Trinta anos nessa primavera: era primavera na Vida também. Crescendo sob o espectro de generais carrancudos, a adolescência trazia bons ventos de novidade vindos do passado abreviado pela ditadura.

1979, um ano mágico em que emocionei ao ver levas de ´quixotes´ desembarcando no Galeão ao som do ´´Bêbado e o Equilibrista´´ de Aldir Blanc na voz de Elis Regina.

Anistia me apresentava uma geração de líderes e intelectuais banidos que só conviviam no meu imaginário como possibilidades de Utopia interdita. Brizola, Arraes,

Gregório Bezerra, Fernando Gabeira, além de dois ícones revolucionários : Herbert Souza , o Betinho , irmão do Henfil e o legendário Prestes ! Nos jornais e na TV ouvia a voz fáustica, irada, visionária de Glauber Rocha, a deliciosa verve de Darcy Ribeiro e os comentários cáusticos de Paulo Francis, agora um ex-trotskista com mesma contundência dos gênios. Somos na maior parte moldados comportamental e ideologicamente na primeira juventude: foram esses personagens que moldaram minha visão arraigadamente iconoclasta e libertária da Vida. Em tempos líquidos de cinismo pragmático, morte de ideologias, individualismo patológico e ausência de sonhos generosos, reflito como

construir projeto de mundo sem grandeza de Alma.

Quando nos deparamos com escândalos sucessivos , vejo que os coronéis são os mesmos que calaram a voz e vez dos idealistas: Sarney, Collor, Marco Maciel, -  sabemos de que  lado estavam e o que representam ainda de atraso ao que seria nossa dionisíaca civilização brasileira anunciada por mestres proféticos como  Sérgio Buarque de Hollanda, Orlando Villas-Boas e Dom Helder Câmara. O Brasil parece-me muito um país ciclotímico, bipolar, onde os casuísmos e ´´jeitinhos´´ expressam bem nossa ambigüidade coletiva pendendo entre a gentileza na superfície e um truculento egoísmo social hipócrita gestados nas profundezas.  Desde 79, atravessamos os anos perdidos entre pacotes econômicos, lideranças mercadológicamente elaboradas, o nefando receituário neoliberal e agora patinamos na sordidez de uma política mesquinha, esvaziada de idéias e preceitos éticos mínimos. A juventude em sua maior parte alienada, mesmo os mais intelectualizados, estão apartados de qualquer processo político: poucos lêem jornais. Esse quadro é sintoma da ruptura entre política e poder: a dissociação entre os rumos da sociedade e as instituições formais levaram a um espiral: quem manda onde e para onde no Brasil e no mundo?  Quanto desamparo existencial noto nos olhos das novas gerações: além de peças de reposição para o mercado e o consumo, que bandeiras os jovens ainda podem e querem desfraldar em nome do sentido de humanidade?

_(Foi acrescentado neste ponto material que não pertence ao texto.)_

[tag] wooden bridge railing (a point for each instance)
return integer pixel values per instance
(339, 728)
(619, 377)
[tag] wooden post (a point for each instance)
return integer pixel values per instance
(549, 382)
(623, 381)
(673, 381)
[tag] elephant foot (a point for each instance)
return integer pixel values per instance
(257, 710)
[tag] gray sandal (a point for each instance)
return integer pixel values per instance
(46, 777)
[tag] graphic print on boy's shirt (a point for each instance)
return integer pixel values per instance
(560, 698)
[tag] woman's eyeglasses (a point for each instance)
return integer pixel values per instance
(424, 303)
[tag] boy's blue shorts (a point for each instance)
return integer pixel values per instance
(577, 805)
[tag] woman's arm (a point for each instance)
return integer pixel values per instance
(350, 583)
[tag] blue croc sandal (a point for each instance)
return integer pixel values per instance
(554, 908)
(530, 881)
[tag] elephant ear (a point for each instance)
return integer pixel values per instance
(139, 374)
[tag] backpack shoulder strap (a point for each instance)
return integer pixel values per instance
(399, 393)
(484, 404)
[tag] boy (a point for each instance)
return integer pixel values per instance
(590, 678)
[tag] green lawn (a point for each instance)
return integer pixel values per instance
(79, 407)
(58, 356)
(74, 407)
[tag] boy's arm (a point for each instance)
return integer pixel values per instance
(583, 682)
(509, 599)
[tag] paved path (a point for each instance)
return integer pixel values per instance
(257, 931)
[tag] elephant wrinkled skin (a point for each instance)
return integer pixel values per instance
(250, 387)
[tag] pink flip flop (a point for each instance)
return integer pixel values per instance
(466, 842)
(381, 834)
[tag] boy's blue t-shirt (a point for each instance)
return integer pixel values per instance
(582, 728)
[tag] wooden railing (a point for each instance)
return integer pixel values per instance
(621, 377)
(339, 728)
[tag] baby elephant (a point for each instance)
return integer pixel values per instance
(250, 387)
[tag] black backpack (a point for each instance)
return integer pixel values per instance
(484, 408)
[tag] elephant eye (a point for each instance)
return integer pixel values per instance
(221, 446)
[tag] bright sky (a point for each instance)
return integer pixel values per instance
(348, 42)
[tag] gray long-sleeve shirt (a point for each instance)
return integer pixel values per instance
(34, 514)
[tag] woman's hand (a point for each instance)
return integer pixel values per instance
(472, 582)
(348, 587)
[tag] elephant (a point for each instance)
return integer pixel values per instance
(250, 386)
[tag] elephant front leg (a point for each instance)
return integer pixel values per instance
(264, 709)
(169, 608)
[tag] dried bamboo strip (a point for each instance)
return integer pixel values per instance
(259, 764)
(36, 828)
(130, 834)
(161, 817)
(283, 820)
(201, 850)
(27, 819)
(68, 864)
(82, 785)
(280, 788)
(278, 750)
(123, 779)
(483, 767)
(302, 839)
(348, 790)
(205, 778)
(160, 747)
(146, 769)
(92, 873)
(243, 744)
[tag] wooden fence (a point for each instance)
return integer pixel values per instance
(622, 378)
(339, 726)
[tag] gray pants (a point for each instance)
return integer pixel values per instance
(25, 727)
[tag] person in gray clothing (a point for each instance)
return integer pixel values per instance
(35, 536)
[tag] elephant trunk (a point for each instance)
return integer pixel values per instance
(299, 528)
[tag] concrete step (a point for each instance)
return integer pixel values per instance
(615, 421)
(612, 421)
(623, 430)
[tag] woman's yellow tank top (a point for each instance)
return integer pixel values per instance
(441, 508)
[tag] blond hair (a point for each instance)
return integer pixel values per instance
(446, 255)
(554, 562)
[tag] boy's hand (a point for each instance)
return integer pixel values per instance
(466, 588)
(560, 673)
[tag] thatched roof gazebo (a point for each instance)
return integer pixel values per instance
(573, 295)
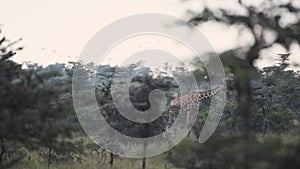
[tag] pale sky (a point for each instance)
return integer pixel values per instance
(57, 30)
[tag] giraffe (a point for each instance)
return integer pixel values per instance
(190, 103)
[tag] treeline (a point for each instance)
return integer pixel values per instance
(37, 113)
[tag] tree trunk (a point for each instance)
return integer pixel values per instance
(2, 150)
(111, 162)
(144, 163)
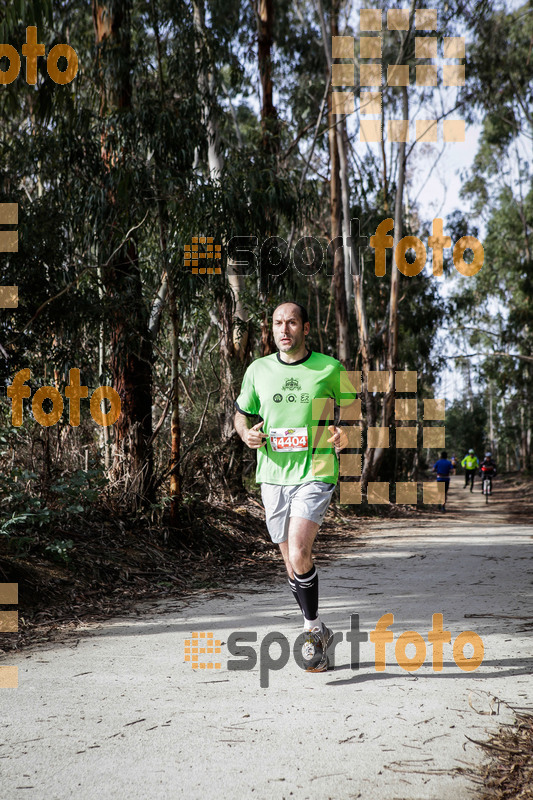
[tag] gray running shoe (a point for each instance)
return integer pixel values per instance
(315, 648)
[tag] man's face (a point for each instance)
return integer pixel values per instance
(289, 333)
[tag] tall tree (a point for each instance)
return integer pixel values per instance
(130, 354)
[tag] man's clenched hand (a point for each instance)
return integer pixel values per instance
(339, 438)
(254, 437)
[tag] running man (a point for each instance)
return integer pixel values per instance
(443, 467)
(471, 464)
(280, 389)
(488, 470)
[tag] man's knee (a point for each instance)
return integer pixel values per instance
(300, 558)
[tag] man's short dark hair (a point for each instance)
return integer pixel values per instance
(304, 316)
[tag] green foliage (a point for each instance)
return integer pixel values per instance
(466, 427)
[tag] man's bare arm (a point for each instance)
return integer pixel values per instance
(250, 434)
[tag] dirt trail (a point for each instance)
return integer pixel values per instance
(117, 712)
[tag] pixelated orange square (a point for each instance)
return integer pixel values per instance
(435, 408)
(406, 492)
(378, 437)
(426, 75)
(350, 493)
(433, 492)
(342, 74)
(377, 380)
(453, 75)
(343, 102)
(398, 75)
(370, 47)
(377, 493)
(350, 410)
(350, 464)
(322, 409)
(350, 382)
(370, 19)
(406, 438)
(405, 408)
(353, 435)
(434, 437)
(370, 75)
(425, 47)
(398, 130)
(370, 130)
(398, 19)
(342, 46)
(454, 47)
(406, 380)
(370, 103)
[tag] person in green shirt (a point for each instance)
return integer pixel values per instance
(470, 463)
(296, 487)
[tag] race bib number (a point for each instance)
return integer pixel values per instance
(288, 440)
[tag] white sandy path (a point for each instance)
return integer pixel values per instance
(117, 713)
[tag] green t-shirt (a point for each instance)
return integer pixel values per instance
(282, 394)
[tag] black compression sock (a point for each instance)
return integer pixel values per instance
(307, 591)
(295, 593)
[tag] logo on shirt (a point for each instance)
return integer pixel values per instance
(291, 384)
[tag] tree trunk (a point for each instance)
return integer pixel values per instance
(265, 39)
(175, 429)
(339, 292)
(339, 201)
(130, 358)
(392, 344)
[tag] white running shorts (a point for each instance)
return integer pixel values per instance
(307, 500)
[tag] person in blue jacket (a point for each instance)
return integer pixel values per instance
(443, 468)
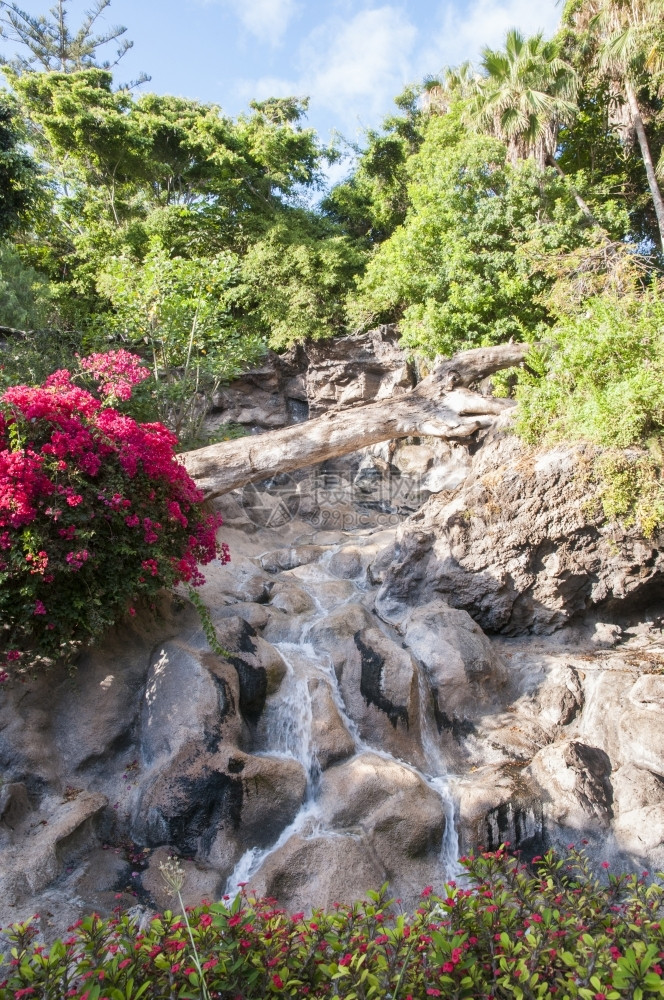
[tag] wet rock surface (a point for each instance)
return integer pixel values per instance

Contemporâneos nascidos depois do golpe de 64, fomos derradeiros a vislumbrar no horizonte esse significado simbólico : a necessidade de sonhos realizáveis. Quem sabe a salvação do planeta seja ainda motivador de um ideário capaz de mover corações e mentes...  Irônico, estranho que hoje meus dois faróis para um náufrago a procura da Utopia sejam dois iluminados pensadores do porvir ainda possível: o sociólogo polonês Zygmunt Bauman e nosso mais que centenário arquiteto Oscar Niemeyer .  Bauman é o mais certeiro, arguto e propositivo pensador dos dias que vivemos: recomendo seus livros como quem busca luz num túnel interminável.

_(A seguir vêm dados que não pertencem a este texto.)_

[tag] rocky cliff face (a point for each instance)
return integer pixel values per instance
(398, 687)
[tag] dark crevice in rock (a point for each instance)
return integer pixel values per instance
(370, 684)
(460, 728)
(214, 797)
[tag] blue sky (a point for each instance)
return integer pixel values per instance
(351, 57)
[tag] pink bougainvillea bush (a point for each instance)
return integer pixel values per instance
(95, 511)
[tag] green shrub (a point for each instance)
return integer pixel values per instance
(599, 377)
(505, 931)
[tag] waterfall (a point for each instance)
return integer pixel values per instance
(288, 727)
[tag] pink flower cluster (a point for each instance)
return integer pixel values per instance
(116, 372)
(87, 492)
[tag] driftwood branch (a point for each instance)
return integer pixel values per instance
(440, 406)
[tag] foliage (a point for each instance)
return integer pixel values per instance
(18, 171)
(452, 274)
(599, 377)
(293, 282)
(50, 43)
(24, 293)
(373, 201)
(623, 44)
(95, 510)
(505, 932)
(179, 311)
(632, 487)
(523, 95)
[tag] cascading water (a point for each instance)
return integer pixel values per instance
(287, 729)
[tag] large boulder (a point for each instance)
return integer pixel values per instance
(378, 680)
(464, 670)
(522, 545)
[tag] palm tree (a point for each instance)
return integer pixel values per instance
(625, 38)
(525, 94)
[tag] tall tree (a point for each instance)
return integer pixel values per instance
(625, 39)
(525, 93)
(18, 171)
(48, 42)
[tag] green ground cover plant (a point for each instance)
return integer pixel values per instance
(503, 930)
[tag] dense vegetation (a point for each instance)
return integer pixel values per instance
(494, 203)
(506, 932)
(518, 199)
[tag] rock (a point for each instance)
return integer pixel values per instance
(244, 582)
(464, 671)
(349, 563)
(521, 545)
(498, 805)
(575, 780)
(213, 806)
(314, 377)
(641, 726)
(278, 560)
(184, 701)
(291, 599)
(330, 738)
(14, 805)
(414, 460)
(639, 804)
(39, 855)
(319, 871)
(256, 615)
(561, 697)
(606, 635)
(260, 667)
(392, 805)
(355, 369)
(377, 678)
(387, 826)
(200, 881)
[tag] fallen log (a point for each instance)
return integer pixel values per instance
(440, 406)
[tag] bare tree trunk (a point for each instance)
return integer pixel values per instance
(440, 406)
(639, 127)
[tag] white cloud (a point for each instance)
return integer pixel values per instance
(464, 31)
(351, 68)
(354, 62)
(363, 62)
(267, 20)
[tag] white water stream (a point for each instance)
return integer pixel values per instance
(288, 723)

Niemeyer, é o jovem menos careta aos 102 anos numa sociedade onde tudo conspira para tornar os jovens caretas. Saudades do futuro: saudades de 1979.

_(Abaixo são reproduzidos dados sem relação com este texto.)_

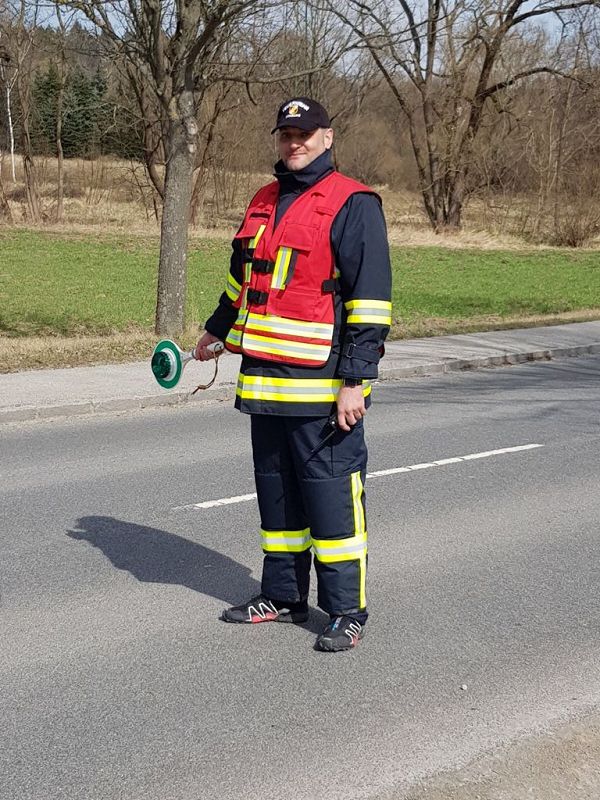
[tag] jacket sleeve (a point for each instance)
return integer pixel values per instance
(359, 241)
(223, 317)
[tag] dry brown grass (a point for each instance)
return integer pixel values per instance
(38, 352)
(113, 196)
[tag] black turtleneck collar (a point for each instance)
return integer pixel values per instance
(292, 184)
(296, 182)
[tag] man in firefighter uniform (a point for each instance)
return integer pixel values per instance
(307, 303)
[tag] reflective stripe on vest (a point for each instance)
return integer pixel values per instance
(292, 390)
(289, 320)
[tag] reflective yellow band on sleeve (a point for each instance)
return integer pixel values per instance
(233, 288)
(285, 541)
(373, 312)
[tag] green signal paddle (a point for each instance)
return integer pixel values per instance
(168, 361)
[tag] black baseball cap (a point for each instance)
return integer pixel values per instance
(303, 113)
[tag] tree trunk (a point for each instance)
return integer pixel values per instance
(59, 152)
(172, 270)
(5, 213)
(33, 198)
(456, 199)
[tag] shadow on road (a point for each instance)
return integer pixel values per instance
(155, 556)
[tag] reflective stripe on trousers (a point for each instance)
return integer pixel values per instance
(313, 503)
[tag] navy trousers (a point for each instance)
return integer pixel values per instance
(312, 502)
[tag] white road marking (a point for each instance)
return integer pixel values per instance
(443, 461)
(381, 473)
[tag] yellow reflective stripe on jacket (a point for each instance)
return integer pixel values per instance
(349, 549)
(280, 347)
(233, 288)
(291, 390)
(256, 239)
(269, 323)
(377, 312)
(285, 541)
(282, 263)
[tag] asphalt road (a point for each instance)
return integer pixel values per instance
(117, 680)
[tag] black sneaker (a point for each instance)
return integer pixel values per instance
(261, 609)
(342, 633)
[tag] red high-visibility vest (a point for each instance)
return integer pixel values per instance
(286, 304)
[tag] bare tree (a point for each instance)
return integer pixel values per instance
(444, 62)
(19, 30)
(177, 50)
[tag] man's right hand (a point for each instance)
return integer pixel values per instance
(201, 353)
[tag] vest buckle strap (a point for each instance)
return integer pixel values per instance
(256, 298)
(352, 350)
(260, 265)
(330, 286)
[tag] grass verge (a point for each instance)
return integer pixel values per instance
(68, 300)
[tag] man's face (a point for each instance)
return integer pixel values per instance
(297, 148)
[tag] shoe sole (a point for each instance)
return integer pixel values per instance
(296, 619)
(330, 646)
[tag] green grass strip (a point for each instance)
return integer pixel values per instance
(54, 284)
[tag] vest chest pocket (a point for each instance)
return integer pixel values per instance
(295, 239)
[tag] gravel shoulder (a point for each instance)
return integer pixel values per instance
(562, 764)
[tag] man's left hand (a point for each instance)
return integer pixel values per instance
(350, 406)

A Utopia não pede compaixão, mas comoção: dionisíaco, solar vontade de  ser comovido: mover-se no amplo e coletivo. Ao niilismo devemos responder com a maior generosidade: entusiasmo. Submergiremos sem Utopias:

as soluções de qualquer comunidade estão nas raízes, em suas fundações e reformas das edificações: radical é aquele que ainda acredita na seiva, no grão que deita esperança num solo fértil ao sonho.